De galago is familie van de aap en wordt in de vrije natuur uitsluitend aangetroffen in Afrika. Er bestaan 3 galagosoorten; de grootste ervan heeft de omvang van een kat; de kleinste is kleiner dan onze eekhoorn.
Afrikaanse inboorlingen noemen de kleinere galagosoorten ‘bush babies’ (= bosbabies).Galagos zijn aardige dieren met een zachte pels, een ruige staart, grote oren en opvallend grote ogen. Vooral die ogen zijn merkwaardig. De galago kan ze niet bewegen en daarom moet hij zijn gehele hoofd bewegen als hij opzij wil kijken.
De galago is zeer snel en heeft echte klimpoten.
De grote ogen maken eigenlijk al duidelijk, dat de galago ’s nachts op zoek gaat naar voedsel. Het dier leeft van fruit en insekten. Overdag rolt het diertje zich op in een boom. Een dierenliefhebber, die een galago jarenlang als huisdier had, heeft verteld dat zijn exemplaar zich elke morgen in een krant rolde en dan sliep tot de schemering inviel. Galago’s zijn gemakkelijk als huisdier te houden. Ze zijn echter niet zo slim als hun pientere ogen zouden doen vermoeden. Om iets nieuws te leren kennen, willen ze er het liefst op kauwen; zelfs op de oren en vingers van hun baas!
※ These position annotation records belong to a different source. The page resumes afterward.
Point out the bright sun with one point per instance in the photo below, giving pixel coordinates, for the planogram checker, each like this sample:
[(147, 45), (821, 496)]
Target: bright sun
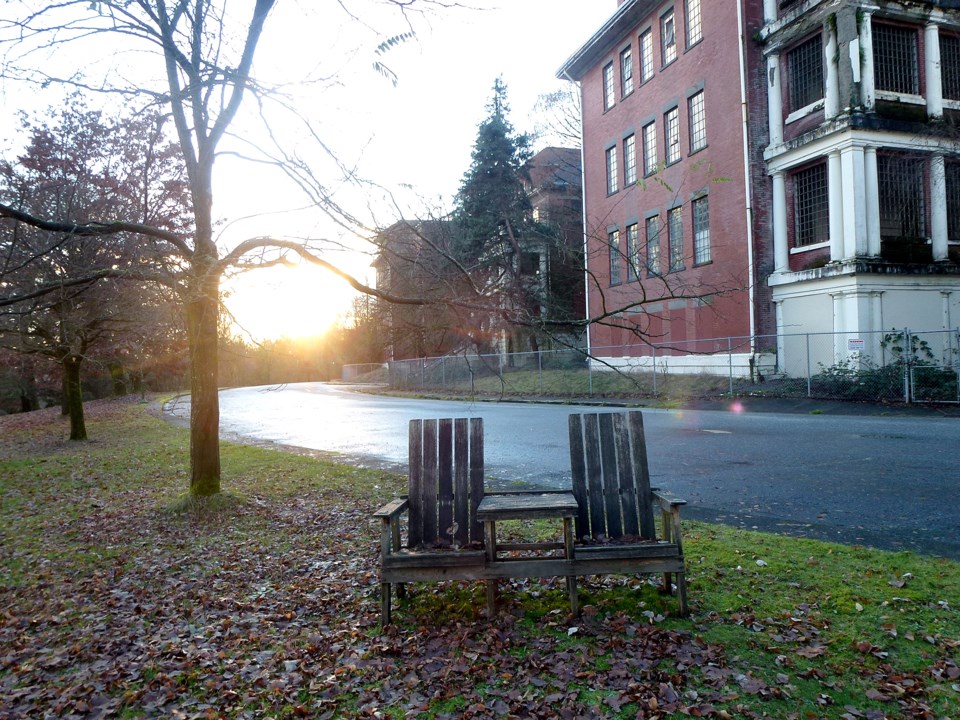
[(287, 302)]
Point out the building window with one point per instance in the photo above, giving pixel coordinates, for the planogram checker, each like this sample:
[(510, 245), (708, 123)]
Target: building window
[(608, 85), (633, 252), (668, 37), (629, 161), (805, 65), (646, 56), (953, 199), (613, 239), (950, 65), (811, 206), (698, 122), (653, 245), (900, 183), (612, 185), (895, 61), (649, 149), (694, 28), (701, 231), (675, 238), (671, 124), (626, 72)]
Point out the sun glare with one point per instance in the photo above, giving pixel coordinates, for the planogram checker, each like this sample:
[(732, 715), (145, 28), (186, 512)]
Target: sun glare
[(281, 302)]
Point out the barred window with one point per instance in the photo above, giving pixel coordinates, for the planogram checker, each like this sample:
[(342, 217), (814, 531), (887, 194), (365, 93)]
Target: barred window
[(950, 65), (668, 37), (895, 60), (646, 56), (671, 124), (811, 206), (953, 200), (613, 240), (612, 184), (698, 122), (650, 149), (653, 245), (701, 231), (630, 161), (902, 203), (633, 252), (626, 72), (805, 64), (608, 98), (675, 238), (694, 27)]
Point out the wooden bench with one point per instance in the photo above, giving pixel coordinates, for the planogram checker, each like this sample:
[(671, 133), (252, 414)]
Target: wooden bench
[(615, 529), (444, 539)]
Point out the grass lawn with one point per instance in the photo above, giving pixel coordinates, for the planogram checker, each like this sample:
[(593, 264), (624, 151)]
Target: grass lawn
[(265, 604)]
Galago’s zijn moeilijk te vangen. Ze bewegen zich zeer snel voort; op de bodem als kleine kangoeroes en in de bomen als eekhoorns. Waar een galago zich ’s nachts bevindt is wél gemakkelijk te bepalen. Hun merkwaardige ‘jachtkreten’ behoren tot de gewone geluiden van de Afrikaanse nacht.